Antiarrhythmic Drugs Flashcards
(104 cards)
What is the most common cause of death in patients with MI or terminal heart failure?
cardiac arrhythmias
How do you define an arrhythmia?
any rhythm that is not normal sinus rhythm
What are the two major mechanisms for arrhythmias?
1) Abnormal automaticity
2) Abnormal (reentrant) conduction
Why is Torsades de pointes unique in the clinically important arrhythmias?
it is often INDUCED by antiarrhythmic and other drugs that change the shape of the AP and prolong the QT interval (ex. quinidine and other class III drugs)
What is the other cause (not drug induced) of Torsades de pointes?
long QT syndrome (heritable abnormal prolongation of QT interval caused by mutations in the Ik or Ina channel proteins
What dominates the AP upstroke in most parts of the heart?
sodium current
What dominates the AP upstroke in the AV nodal cells?
calcium current
What is “abnormal automaticity”? What is it caused by?
spontaneous depolarization of cells without “pacemaker” current (ex. atrial and ventricular myocytes).

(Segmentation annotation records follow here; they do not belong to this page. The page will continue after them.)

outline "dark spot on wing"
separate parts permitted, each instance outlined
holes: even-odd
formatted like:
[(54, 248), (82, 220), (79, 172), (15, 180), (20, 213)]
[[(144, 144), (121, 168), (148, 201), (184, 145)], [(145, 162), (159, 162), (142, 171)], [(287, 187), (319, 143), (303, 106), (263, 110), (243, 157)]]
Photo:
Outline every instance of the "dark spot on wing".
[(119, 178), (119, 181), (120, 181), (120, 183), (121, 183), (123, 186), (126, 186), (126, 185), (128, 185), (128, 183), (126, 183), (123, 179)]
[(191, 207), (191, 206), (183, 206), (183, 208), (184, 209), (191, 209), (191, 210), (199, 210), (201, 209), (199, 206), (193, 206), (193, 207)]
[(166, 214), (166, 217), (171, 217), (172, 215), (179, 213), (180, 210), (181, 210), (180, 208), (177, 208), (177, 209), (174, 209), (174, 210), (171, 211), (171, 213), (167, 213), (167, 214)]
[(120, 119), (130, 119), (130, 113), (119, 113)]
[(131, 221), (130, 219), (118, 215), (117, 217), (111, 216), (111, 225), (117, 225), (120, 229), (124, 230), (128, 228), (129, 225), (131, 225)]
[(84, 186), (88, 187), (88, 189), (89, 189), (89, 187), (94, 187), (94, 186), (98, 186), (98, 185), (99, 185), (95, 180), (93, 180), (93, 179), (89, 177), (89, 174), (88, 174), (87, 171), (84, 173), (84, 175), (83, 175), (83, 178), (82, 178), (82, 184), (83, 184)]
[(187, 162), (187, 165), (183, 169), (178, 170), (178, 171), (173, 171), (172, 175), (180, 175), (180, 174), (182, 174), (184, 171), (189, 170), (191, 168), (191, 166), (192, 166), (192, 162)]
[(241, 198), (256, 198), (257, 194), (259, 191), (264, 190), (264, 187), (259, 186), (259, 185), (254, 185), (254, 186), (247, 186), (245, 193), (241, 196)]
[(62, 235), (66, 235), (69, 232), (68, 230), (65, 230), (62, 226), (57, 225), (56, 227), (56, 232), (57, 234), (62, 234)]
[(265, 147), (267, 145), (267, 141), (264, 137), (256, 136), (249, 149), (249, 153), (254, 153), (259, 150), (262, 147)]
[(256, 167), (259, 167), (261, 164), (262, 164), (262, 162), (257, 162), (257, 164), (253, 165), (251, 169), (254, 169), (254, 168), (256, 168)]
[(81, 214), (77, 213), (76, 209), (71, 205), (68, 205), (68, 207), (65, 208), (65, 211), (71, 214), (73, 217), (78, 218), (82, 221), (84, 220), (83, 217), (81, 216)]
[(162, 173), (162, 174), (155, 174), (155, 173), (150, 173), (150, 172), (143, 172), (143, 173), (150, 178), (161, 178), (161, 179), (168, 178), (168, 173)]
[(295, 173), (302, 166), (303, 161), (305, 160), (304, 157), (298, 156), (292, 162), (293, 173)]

Can be seen with ischemia, stretch of myocardial fibers, hypoxia, low ions, increased SNS activity
What is “abnormal conduction”?
conduction of an impulse that does not follow the normal path OR that reenters tissue previously excited
What does the PR interval signify?
measure of the conduction time from atrium to ventricle through the AV node
What does the QRS duration signify?
time required for all of the ventricular cells to be activated (intraventricular conduction time)

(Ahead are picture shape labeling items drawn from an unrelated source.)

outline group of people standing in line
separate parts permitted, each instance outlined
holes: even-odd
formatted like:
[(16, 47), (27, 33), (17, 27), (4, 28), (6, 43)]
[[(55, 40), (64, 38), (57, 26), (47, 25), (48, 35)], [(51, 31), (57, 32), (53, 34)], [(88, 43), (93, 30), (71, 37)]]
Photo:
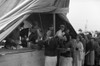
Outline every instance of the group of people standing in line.
[(28, 43), (38, 44), (45, 48), (45, 66), (94, 66), (99, 65), (99, 38), (93, 38), (89, 33), (80, 33), (72, 38), (70, 30), (65, 25), (54, 33), (54, 27), (49, 27), (46, 35), (38, 25), (23, 30), (23, 24), (16, 28), (6, 39), (5, 48), (16, 47), (21, 41), (23, 47)]

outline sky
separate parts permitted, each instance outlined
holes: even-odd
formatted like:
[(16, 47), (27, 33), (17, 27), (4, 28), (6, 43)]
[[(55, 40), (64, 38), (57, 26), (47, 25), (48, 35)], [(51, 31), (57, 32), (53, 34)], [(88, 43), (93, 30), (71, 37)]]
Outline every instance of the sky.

What does the QT interval reflect?
duration of ventricular AP
What does recovery from inactivation in sodium-dependent cardiac cells depend on?
1) membrane potential (varies with repolarization time and extracellular K+ conc)
2) Sodium channel blocking drugs
Antiarrhythmic drugs act on what 4 targets?
1) Sodium current
2) Calcium current
3) Potassium current
OR
4) Beta adrenoceptors that modulate the currents
Describe antiarrhythmic drug classification.
Divided into 4 groups or classes with one miscellaneous group
What are the class I antiarrhythmic agents? What do they do?
Sodium channel blockers- slow conduction in ischemic and depolarized cells and slow/abolish abnormal pacemakers that are dependent on sodium channels by increasing threshold potential and hyperpolarizing
What are the class II antiarrhythmic agents?
Beta-adrenoceptor blockers
What are the class III antiarrhythmic agents?
Potassium channel blockers
What are the class IV antiarrhythmic agents?
Calcium channel blockers
What are the class V antiarrhythmic agents?
Adenosine, potassium ion, magnesium ion
Group 1 antiarrhythmic drugs are divided into what subclasses? What are these based on?
Group 1A-1C
Based on dissociation rate
What do group 1A drugs do? What is the prototype?
Prolong the AP- intermediate dissociation rate
Procainamide
What do group 1B drugs do? What is the prototype?
shorten AP in some cardiac tissues (ventricle only)- rapid dissociation
Lidocaine
What do group 1C drugs do? What is the prototype?